En rentrant chez moi, j’ai trouvé Renata assise dans mon salon. Mauricio lui avait donné une clé.
« Signez l’accord », ordonna-t-il en posant des papiers sur la table. « La maison a déjà été promise, vous n’avez rien à discuter. »
Puis, confiante dans ma prétendue ignorance, elle a avoué qu’ils utiliseraient mes économies, mon héritage et « un grand changement au sein de l’entreprise » pour tout recommencer.
Je lui ai demandé trois jours.
Il pensait que c’était de la peur.
Ce matin-là, j’ai ouvert le bureau de Mauricio avec la clé de secours. Dans une enveloppe d’entreprise, j’ai trouvé des contrats falsifiés, des factures de fournisseurs inexistants et un bordereau de virement bancaire rédigé de sa propre main : trente-six millions de pesos destinés à une société à Dubaï.
L’avocat Navarro a présenté les preuves à Don Ignacio Alcázar, le propriétaire de l’entreprise et un vieil ami de mon père. À leur vue, il a frappé du poing sur la table.
« Faites croire que l’argent a été transféré », a-t-il dit. « Je veux que Mauricio arrive à l’aéroport convaincu d’être intouchable. »
Il sortit alors son téléphone pour appeler directement le procureur qui serait en charge de l’affaire.
Ce que Don Ignacio était sur le point de révéler allait faire de mon divorce le moindre des soucis de Mauricio.
PARTIE 3
Don Ignacio Alcázar n’était pas du genre à hausser le ton.

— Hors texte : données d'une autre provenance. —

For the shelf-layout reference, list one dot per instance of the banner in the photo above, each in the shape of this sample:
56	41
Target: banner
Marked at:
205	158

Il avait bâti son entreprise pendant plus de quarante ans et conservait une fidélité quasi ancestrale envers ceux qui l’avaient aidé. Mon père était l’un d’eux.
Il y a vingt-cinq ans, alors que Mauricio était un simple employé sans relations ni expérience, c’est moi qui ai demandé à mon père de parler à Don Ignacio. Mon père le recommandait car il avait confiance en l’homme qui allait épouser sa fille unique. Grâce à cette recommandation, Mauricio a intégré le Grupo Alcázar, gravi les échelons et fini par diriger les opérations internationales.
Au fil des ans, il a commencé à raconter une autre histoire. Il disait qu’il avait tout réussi grâce à son talent et que j’étais un fardeau qui n’avait jamais rien apporté.
Don Ignacio regarda les photographies des fausses factures, puis me regarda avec les yeux humides.